Rep. Diana Harshbarger (R-Tenn.) this week is expected to introduce a House companion bill to Sen. Marco Rubio’s (R-Fla.)Treatment Restoration for Emergency Antibody Therapeutics (TREAT) Act. This legislation would prohibit the U.S. Department of Health and Human Services (HHS) from implementing policies that restrict hospitals and other appropriate healthcare facilities from ordering and receiving COVID-19 monoclonal antibody (mAb) treatments directly from manufacturers and distributors. This legislation would nullify the Biden Administration’s recent policy requiring hospitals and other facilities to work through states to receive monoclonal antibody supplies as well as cease the administration’s ability to throttle the state’s supply of this life-saving treatment.

On September 17, Rubio led Republican members of the Florida congressional delegation in urging HHS Secretary Xavier Becerra to reverse course on the department’s sudden change in policy, which is causing the State of Florida to face a severe deficit of doses.

“This abrupt change in policy from the Biden Administration is nothing but an attempt to punish Florida. We cannot let vindictive, politically motivated actions by this Administration jeopardize the health and safety of Floridians and others,” Rubio said. “My bill would bring back fairness by allowing hospitals and other appropriate healthcare facilities to directly access this life-saving treatment from manufacturers.”

In a video he posted to Twitter, Sen. Rubio said he knows a lot of people who received the antibody treatment- some after receiving the Covid vaccine- and that it kept them out of the hospital and potentially saved their lives. He goes on to say “they’re going to start rationing it. There’s not a shortage. There isn’t some crisis, but they’ve decided they’re going to start rationing it. This reeks of politics.” Rationing supply when supply is adequate does reek of politics.
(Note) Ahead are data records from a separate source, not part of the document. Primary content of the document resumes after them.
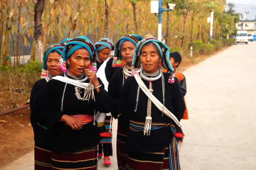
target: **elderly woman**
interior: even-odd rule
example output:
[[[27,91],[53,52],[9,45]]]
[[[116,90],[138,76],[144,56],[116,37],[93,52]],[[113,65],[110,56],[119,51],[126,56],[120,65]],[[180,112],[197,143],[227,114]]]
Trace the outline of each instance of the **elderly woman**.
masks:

Rubio acted by leading the Florida congressional delegation to urge HHS Secretary Xavier Becerra to abandon this punitive policy. “State Departments of Health cannot develop procedures or plan for problems they are not aware of. In the absence of clear, consistent communication, Florida and other states are now facing a situation where they have been denied the opportunity to develop an equitable, efficient state coordinated distribution system. At a time when Florida’s hospitalization rates are rapidly declining, in part because of the State’s successful mAb deployment infrastructure, this is a dangerous reversal of the Department’s stance” reads the letter.

Catherine Mortensen is Vice President of Communications for American for Limited Government.